It seems as if recently the Catholic church has been in the news more and more often, and this time thankfully it’s been positive press! It’s hard to believe but the pope’s death actually was a good thing for the Catholic Church–it has gotten the media to stop focusing on the negative’s taking place in the church (child sex abuse scandal’s, et al) and start focusing on a lot of the good things the Catholic church has done in the past few decades with John Paul II as Pope.
On Nightline this evening the talk focused on the Catholic Church and the upcoming search for a new pope as well as the the upcoming challenges the church will be facing throughout the world, especially in Latin America and Africa. Some of the statistics that they gave in regards to the church in these two regions were absolutely startling! In Africa at the turn of the century (1900) there were 11 million Catholics on the continent and today (2005) there are 148 million there, the numbers were very similar in Latin America as well. However, as they spoke of these numbers they began to mention one of the greatest challenges that the Catholic church is facing…Evangelicals, Pentecostals, and Muslims.
The report contained language that put these three at odds with one another saying that the Catholic church is losing ground to the Evangelicals, Pentecostals and Muslims. In fact, one reporter went on to say, “The competition for souls is fierce.” That line struck me as very odd. Now I can see the competition between the church and muslims being fierce because their theology on salvation is worlds a part, however I find it odd to see that same competition between the Catholic church and pentecostals/evangelicals. Aren’t we all one church? Didn’t Jesus pray for unity in the church in John 17? Didn’t Paul speak profusely to the church in Corinth about unity? I think that the world continues to notice a great separation in the church, and that’s not healthy. The world continues to see the church as competitors, trying to be bigger than the church next door as we compete to “win the most souls”.
I have noticed that the church’s “party lines” have been dug deeply into the ground by the generations that have preceeded mine, however I have also noticed that those lines seem to have no value or precedent to the generations that follow mine.

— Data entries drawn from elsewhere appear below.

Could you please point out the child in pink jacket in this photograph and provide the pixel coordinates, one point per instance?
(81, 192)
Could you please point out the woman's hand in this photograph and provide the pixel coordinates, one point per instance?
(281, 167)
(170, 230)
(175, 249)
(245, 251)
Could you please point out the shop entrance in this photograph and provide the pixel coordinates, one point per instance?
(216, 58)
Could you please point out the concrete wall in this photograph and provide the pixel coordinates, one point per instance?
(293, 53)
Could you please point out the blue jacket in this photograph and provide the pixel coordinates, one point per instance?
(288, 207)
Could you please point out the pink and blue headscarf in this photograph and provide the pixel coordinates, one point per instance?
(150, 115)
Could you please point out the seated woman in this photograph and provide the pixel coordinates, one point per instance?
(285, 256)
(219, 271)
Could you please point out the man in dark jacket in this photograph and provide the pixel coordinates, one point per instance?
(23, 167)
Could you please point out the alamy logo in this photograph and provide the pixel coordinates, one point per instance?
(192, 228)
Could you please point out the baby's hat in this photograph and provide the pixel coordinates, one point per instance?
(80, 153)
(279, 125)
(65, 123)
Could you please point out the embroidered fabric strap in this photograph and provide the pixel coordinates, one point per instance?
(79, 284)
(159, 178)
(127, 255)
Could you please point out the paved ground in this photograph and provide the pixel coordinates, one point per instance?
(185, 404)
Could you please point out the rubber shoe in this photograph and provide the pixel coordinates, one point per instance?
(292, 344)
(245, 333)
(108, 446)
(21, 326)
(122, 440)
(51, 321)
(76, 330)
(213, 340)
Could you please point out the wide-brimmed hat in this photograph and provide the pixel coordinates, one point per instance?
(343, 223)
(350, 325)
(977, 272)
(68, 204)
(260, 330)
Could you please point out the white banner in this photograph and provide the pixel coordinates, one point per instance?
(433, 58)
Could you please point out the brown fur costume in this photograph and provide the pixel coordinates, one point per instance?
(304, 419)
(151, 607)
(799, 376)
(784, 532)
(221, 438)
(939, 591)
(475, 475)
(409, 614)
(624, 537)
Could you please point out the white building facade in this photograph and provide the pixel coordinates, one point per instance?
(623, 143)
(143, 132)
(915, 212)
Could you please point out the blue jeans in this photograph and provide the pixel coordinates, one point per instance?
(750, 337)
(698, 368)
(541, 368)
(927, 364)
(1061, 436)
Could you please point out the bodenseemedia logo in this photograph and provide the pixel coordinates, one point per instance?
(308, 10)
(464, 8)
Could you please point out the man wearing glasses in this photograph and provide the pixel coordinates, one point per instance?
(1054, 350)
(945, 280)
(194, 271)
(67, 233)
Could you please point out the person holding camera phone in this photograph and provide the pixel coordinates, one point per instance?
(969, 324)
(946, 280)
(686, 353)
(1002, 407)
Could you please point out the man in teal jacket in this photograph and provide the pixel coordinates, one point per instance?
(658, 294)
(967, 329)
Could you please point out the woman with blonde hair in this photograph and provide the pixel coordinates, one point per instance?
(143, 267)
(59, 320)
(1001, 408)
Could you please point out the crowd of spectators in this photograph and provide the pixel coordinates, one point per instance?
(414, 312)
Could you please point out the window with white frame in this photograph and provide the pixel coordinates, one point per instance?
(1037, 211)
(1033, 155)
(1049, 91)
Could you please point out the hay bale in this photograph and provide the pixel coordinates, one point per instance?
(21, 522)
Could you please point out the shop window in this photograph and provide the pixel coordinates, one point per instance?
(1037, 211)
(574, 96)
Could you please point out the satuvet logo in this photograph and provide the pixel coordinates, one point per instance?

More and more I notice college students, high school students and jr. high students visit everyone’s church no matter what the denomination and feel comfortable there. They’ll go wherever because it’s not a matter of Methodist, Catholic, Baptist, etc; it’s just the church, plain and simple.
I have a student that just recently started attending our Sunday night student gatherings and he fits in really well, everyone really likes him and in fact invited him to come with us to a summer conference that we attend annually. Well, he grew up in the Catholic church and his father has a problem with him attending this conference claiming that he’s “walking away from his faith.”
Our faiths (Catholic v. Protestant) both started in the same place. I’m sure that Martin Luther never intended to create a separation in the church like this, but rather was looking for reform, change in what he saw as wrong (indulgences, etc.). Why can’t the church go back to the days where we were actually united? Why can’t we begin to work together on things in order to help the world? The outpouring of aide for the victims of the tsunami was incredible, but imagine if the church had come together as a unified body, imagine what could have been done? A celebrity charity event may not have needed to happen… The church could have been celebrated, not the celebrities, God could have been glorified; not Madonna, et al.
Some day the church will wake up. Some day the church will rise from her days of discontent and unity, and the church will once again be a unified force for good in the world! Dare to dream with me?